Toda está conversación la habían tenido a coche parado. Robert abrió la puerta e igualmente hizo Pilar. Los dos salieron y Robert se dirigió a la puerta del inmueble que estaba cerrada. La abrió y dejó la preferencia de paso a Pilar. Tomaron el ascensor y subieron.  En la mínima cabina, los dos, frente a frente, se miraron a los ojos, y sus cerebros, simultánemente, dieron la orden de cogerse las manos. Ese contacto, que ahora nacía de sus voluntades, por extraño que parezca, convirtió  el conjunto hombre—mujer en esencia, en ente metafísico.

 Robert no soltó la mano de Pilar ni para abrir la puerta de su apartamento. Él entró primero, atrayendo a Pilar, que le siguió dócil sin dejar de mirarlo. Robert cerró la puerta, y como si temiera se le escapara, le cogió la otra mano. Y ya frente a frente, mudos de palabras, se fundieron en una abrazo, un beso eterno, un buscar frenético donde aterrizar sus bocas inquietas, unos ojos cerrados para que todas las imágenes quedaran dentro.
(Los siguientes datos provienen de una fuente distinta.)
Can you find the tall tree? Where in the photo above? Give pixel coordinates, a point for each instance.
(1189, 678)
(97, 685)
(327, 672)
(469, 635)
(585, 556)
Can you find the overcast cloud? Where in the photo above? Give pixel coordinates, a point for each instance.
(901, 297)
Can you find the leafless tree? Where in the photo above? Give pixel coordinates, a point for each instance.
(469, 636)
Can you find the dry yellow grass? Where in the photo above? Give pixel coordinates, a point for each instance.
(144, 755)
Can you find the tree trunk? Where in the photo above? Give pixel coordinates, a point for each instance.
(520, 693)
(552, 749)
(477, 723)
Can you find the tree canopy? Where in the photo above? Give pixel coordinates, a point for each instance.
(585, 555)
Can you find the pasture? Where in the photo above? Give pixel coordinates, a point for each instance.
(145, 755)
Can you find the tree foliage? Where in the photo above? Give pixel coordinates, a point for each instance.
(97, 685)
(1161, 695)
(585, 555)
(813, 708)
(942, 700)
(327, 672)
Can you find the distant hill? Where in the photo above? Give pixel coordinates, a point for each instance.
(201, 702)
Las piernas se quebraban, ya no sostenían tanto deseo. Los vestidos estorbaban, se interponían como una censura entre sus cuerpos, y fueron cayendo, algunos rasgados de tanta urgencia. Y sus piernas vacilantes consumieron todas sus fuerzas en llevarlos al dormitorio, templo de todos los sueños, los físicos y metafísicos, sueños de amor intenso, como Pilar había soñado.

Ya no despertaron. Pilar y Robert se habían encontrado, al fin, por una indiferencia aparente, un reproche que anticipa el sentimiento de posesión, una curiosidad por lo desigual, quizá el destino.  Pero todo eso fue el principio y ya quedaba olvidado.